Electrical Characteristics of 14nm SiC-3C Channel SOI FinFET with Dual-k Spacer

FinFETs have been the most promising replacement of MOSFETs for nanoscale era. Below 20nm, performance is highly degraded due to severe short channel effects (SCEs). In this paper, the electrical performance of SOI FinFET has been examined at 14nm gate length. Channel material used is SiC-3C because of its high carrier transport. Dual-k spacers are used in the underlap region between gate and source/drain. Density gradient quantum correction model has been used in simulations to include quantum mechanical (QM) effects in the nanoscale device. Also, dependence of high field effects on mobility has been taken into account.

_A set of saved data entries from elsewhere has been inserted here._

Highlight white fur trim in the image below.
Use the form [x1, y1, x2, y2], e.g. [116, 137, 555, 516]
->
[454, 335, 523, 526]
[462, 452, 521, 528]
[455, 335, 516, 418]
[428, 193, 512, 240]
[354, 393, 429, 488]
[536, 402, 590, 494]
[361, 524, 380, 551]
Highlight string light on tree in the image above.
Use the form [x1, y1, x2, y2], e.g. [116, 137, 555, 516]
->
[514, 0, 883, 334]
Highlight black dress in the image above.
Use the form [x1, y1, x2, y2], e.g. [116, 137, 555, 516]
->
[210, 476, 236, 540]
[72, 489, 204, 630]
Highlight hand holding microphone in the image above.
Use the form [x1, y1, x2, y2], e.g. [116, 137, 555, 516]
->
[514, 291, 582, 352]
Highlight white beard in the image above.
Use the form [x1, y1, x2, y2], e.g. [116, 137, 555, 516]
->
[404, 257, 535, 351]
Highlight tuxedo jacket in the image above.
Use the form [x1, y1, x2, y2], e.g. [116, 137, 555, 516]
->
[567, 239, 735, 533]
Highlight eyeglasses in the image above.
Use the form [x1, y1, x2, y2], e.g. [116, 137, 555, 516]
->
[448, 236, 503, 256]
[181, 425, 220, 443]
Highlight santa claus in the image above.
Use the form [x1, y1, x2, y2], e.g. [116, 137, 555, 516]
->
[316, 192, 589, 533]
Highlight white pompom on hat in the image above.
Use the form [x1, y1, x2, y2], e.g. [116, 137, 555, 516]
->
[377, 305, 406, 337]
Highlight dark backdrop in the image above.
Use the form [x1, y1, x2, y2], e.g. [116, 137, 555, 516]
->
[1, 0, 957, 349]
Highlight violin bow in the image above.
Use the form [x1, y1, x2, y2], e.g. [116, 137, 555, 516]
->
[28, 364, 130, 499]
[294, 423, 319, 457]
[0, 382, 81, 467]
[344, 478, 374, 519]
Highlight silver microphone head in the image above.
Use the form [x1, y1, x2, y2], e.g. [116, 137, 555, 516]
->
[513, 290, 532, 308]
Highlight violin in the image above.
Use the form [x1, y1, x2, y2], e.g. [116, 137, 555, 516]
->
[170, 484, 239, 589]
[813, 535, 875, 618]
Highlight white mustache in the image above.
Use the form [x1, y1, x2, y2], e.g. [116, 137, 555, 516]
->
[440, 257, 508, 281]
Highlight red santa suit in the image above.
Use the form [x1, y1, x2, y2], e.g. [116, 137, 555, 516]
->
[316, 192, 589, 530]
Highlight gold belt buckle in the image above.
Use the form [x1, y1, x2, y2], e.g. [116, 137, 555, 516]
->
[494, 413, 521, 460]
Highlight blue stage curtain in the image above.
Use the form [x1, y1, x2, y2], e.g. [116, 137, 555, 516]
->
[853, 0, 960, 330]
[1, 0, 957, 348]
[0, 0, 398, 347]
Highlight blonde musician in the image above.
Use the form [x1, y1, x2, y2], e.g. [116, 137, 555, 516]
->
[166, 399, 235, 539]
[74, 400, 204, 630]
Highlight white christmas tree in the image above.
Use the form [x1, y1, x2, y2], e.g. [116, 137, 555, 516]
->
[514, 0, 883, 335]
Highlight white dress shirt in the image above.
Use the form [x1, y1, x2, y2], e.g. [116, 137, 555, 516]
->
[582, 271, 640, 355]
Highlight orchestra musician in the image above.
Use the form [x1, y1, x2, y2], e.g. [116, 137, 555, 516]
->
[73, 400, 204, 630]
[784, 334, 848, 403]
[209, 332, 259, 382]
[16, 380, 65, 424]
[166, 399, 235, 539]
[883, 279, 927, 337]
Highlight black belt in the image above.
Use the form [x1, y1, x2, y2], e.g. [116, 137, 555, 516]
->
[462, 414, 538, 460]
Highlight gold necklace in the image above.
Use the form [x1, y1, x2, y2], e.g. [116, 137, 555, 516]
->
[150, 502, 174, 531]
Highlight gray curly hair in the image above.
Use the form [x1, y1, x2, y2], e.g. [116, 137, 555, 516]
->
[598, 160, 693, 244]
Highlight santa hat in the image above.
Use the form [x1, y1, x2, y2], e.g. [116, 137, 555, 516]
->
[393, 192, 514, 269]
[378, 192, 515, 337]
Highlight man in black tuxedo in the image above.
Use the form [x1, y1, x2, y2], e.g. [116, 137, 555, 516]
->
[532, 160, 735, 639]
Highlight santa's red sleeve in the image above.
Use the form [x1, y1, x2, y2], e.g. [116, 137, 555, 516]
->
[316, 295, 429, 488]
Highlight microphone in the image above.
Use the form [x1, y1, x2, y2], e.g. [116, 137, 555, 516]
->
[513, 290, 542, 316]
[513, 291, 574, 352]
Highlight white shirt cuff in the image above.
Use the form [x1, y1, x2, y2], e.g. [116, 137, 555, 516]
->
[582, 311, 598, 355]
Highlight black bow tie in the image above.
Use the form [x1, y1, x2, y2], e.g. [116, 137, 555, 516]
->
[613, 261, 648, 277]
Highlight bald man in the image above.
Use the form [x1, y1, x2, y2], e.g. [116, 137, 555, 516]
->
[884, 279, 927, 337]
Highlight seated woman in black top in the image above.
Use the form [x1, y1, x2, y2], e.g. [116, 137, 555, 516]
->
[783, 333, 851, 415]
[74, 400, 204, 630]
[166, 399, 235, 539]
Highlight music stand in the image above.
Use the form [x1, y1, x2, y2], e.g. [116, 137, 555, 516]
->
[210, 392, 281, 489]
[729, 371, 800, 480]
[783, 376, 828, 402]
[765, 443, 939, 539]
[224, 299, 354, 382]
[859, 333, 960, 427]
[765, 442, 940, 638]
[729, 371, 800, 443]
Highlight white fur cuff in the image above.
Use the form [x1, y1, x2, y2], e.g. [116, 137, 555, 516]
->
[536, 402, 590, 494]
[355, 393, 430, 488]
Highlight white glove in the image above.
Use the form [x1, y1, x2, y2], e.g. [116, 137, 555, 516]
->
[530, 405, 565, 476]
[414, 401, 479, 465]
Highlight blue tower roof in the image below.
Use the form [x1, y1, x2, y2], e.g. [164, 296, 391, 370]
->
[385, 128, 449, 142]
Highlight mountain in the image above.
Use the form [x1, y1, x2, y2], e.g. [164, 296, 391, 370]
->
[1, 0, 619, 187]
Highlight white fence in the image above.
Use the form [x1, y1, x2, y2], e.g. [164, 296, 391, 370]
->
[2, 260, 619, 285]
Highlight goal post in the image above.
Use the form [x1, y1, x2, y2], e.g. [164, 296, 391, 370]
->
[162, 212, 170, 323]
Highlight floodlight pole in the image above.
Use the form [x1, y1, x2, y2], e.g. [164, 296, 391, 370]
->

Input parameters like buried oxide thickness, m pound height and fin thickness were varied to analyze their impact on output parameters i.e. on current (I-on), off current (I-off), on/off ratio (I-on/I-off) and Subthreshold Swing (SS). It was observed that highest I-on of 1.128e-05 is achieved for H-fin =24nm and T-fin =8nm, leakage current obtained is 5.629e-15 for H-fin =16nm and T-fin = 4nm, on/off current is of the order of 1e08. Minimum SS is 62mV/dec for thin fins of designed SOI FinFET.